President Joe Biden and a bipartisan group of senators reached a deal at the White House Thursday concerning a massive infrastructure bill that would improve the nation’s roads, bridges and broadband.
A group of senators met with Mr. Biden at the White House Thursday to discuss the proposed infrastructure bill. The meeting came after weeks of deliberations over how to pay for what would be the largest infrastructure package approved by Congress.
The proposed $1.2 trillion bi-partisan infrastructure plan would allocate funds over eight years and included $579 billion in new spending. Within the plan, $312 billion would be allocated for modernizing and improving transportation and $266 billion would be allocated for additional updates to broadband, power, water and environmental remediation.
After Thursday’s meeting, President Biden triumphantly told reporters outside the West Wing that a deal had been reached and that the group had achieved “serious compromise on both sides.” Mr. Biden, however, told lawmakers that he would only sign the bill if it included measures for “human infrastructure” programs like childcare and tax credits for families, which are a broader part of the president’s sweeping infrastructure goals.
The bill already has support from 21 senators — 11 Republicans and 10 Democrats — but will likely need the support of Democratic leaders to garner the 60 votes needed to rise above a filibuster and pass in the Senate.

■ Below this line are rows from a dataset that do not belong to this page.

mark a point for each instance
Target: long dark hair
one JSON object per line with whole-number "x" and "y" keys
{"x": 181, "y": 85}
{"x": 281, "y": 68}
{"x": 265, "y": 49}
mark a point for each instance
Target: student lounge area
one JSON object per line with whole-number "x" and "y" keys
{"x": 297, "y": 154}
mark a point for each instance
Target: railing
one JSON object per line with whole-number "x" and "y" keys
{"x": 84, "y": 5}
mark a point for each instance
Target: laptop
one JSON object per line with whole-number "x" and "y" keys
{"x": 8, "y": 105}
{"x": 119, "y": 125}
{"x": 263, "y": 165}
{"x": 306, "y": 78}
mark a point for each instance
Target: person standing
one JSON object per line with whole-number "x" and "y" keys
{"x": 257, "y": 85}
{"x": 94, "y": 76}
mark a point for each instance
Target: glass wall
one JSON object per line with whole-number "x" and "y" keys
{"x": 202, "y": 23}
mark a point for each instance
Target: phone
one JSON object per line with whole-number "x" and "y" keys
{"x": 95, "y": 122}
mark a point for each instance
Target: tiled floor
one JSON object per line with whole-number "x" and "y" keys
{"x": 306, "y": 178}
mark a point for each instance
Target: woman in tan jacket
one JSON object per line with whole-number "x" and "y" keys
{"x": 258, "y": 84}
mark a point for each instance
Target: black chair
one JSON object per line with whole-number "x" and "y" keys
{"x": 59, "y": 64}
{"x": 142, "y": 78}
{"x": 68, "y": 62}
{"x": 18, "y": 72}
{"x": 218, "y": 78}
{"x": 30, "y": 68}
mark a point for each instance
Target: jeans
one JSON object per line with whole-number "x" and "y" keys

U.S. Rep. Salud Carbajal, D-Santa Barbara, praised the Biden administration’s support of the infrastructure plan following Thursday’s meeting.
“Gridlock has kept us from modernizing our roads, bridges, trains, buses, and water pipes for long enough,” Rep. Carbajal said in a statement. “This deal is proof that we can get things done if we roll up our sleeves and work together. Glad President Biden achieved this bipartisan deal, which has eluded previous administrations.”
Rep. Carbajal sits on the House Transportation and Infrastructure Committee, which passed the Invest in America Act earlier this month to fund improvements to transportation. Through the plan, the congressman secured $20 million for Central Coast projects that will ease traffic on Highway 101 and create new bike paths. With this bill passed, Rep. Carbajal is hopeful Congress will take the next step and pass the proposed bipartisan infrastructure bill.
“I will keep fighting to make sure we invest in the things that matter, including funding to tackle the climate crisis and measures to create good-paying jobs,” Rep. Carbajal said in a statement.
“Now let’s get to work on another comprehensive plan to meet the needs of Central Coast families,” he said, referring to the infrastructure bill.